Five places in Queensland are to trial the use of physician assistants — a type of health care worker that has proven invaluable overseas in providing care to rural, remote and other communities under-served by traditional health services.
The pilot, just announced by the State Government, will be watched closely by many interested groups and, if history is any guide, may face some opposition from organised medicine and nursing groups anxious to protect their turf.
However, we need to look beyond narrow sectional interests and consider the broad needs of the community.
PAs — people with qualifications or experience in health and sciences who receive intensive medical training and then operate under doctors’ supervision — will help overcome rural workforce shortages as well as helping to retain doctors and other health professionals. They differ from nurse practitioners because they work under delegation from doctors, rather than in independent practice.
We should not be arguing about whether we need more nurse practitioners or more young doctors or PAs to be working in rural and remote Australia. The fact is that we need them all — and as quickly as possible. Rural and remote communities are sinking under a burden of disease and health need. It’s all hands on deck for the sinking ship and all are necessary to bail.
Nurse practitioners are a good choice for career pathways for nurses and should be recognised as such. However, we cannot expect them to solve rural workforce shortages.
Nurse practitioners have been around for some 20 years now and have made little impact on the workforce, particularly in rural, remote and underserved areas. There has been no “receptive framework” including the policy environment to allow it to happen. When the NP is trained, it is more often in a specialised area, not the generalist one badly needed in rural and remote areas.
The increase in medical student numbers from 1200 to 3000 graduates per year has been raised as an argument against the introduction of PAs. Will these PAs take the valuable clinical material and training spots that will be needed to train medical students?
Rural Australia is certainly resource poor in infrastructure for such training. There aren’t enough preceptors, accommodation, or hospital positions to match the increasing numbers of graduates.
The rural workforce has a large proportion of International Medical Graduates (50% in many areas and more than 70% in some) who have been extracted from an ever-diminishing pool. Will they remain after they have Australian permanent residency? Why would we expect differently from this often urban-trained group? With our own Australian graduates interestingly enough, there are currently only 284 places nationally filled in the rural training pool in general practice. This isn’t going to solve much.
Where will this “tsunami” of young doctors end up? My suspicion is that they will not end up in sufficient numbers in rural or remote Australia. I hope to be proven wrong.
Physician assistants are an option for many countries, Australia being an obvious one, with numerous small isolated and underserved communities who have poorer health outcomes and an unhealthy dependence on imported health workforce. They are part of a broader strategy for retention of an already meager and ageing medical workforce.

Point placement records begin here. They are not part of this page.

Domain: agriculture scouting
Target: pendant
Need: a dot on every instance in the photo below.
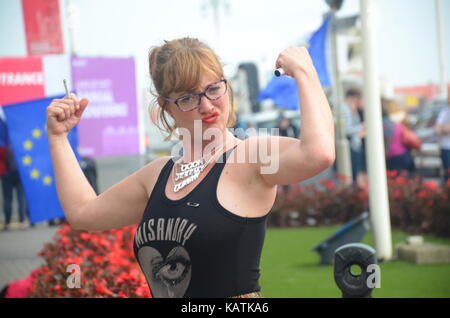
(185, 182)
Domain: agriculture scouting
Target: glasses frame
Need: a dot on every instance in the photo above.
(200, 95)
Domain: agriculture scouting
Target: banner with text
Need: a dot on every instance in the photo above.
(109, 126)
(42, 27)
(21, 79)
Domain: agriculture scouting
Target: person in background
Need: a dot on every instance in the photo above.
(286, 128)
(354, 129)
(10, 180)
(398, 141)
(442, 129)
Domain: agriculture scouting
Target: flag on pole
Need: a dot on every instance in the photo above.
(317, 48)
(26, 129)
(283, 90)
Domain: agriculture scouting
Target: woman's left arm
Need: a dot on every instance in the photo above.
(301, 159)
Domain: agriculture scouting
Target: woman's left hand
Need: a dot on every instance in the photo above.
(295, 61)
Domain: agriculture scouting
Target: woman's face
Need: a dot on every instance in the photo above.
(219, 108)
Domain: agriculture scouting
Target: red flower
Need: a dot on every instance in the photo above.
(401, 180)
(392, 173)
(85, 236)
(422, 194)
(102, 289)
(432, 185)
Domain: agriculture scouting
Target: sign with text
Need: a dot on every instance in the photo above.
(21, 79)
(109, 126)
(42, 27)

They may also help us to make more effective use of existing workers, such as Rural and Remote Paramedics who would be ideal candidates for PA training. Research has shown that 85 to 95 % of their time in these communities is “down-time” and not involving their emergency response activities. In Queensland there is a curriculum to increase this group’s scope of practice to include clinical and primary health skills. They can then be incorporated into the primary health care framework of the health service.
The medical, nursing and allied health professions should be working together to help ensure the success of the new Queensland trial.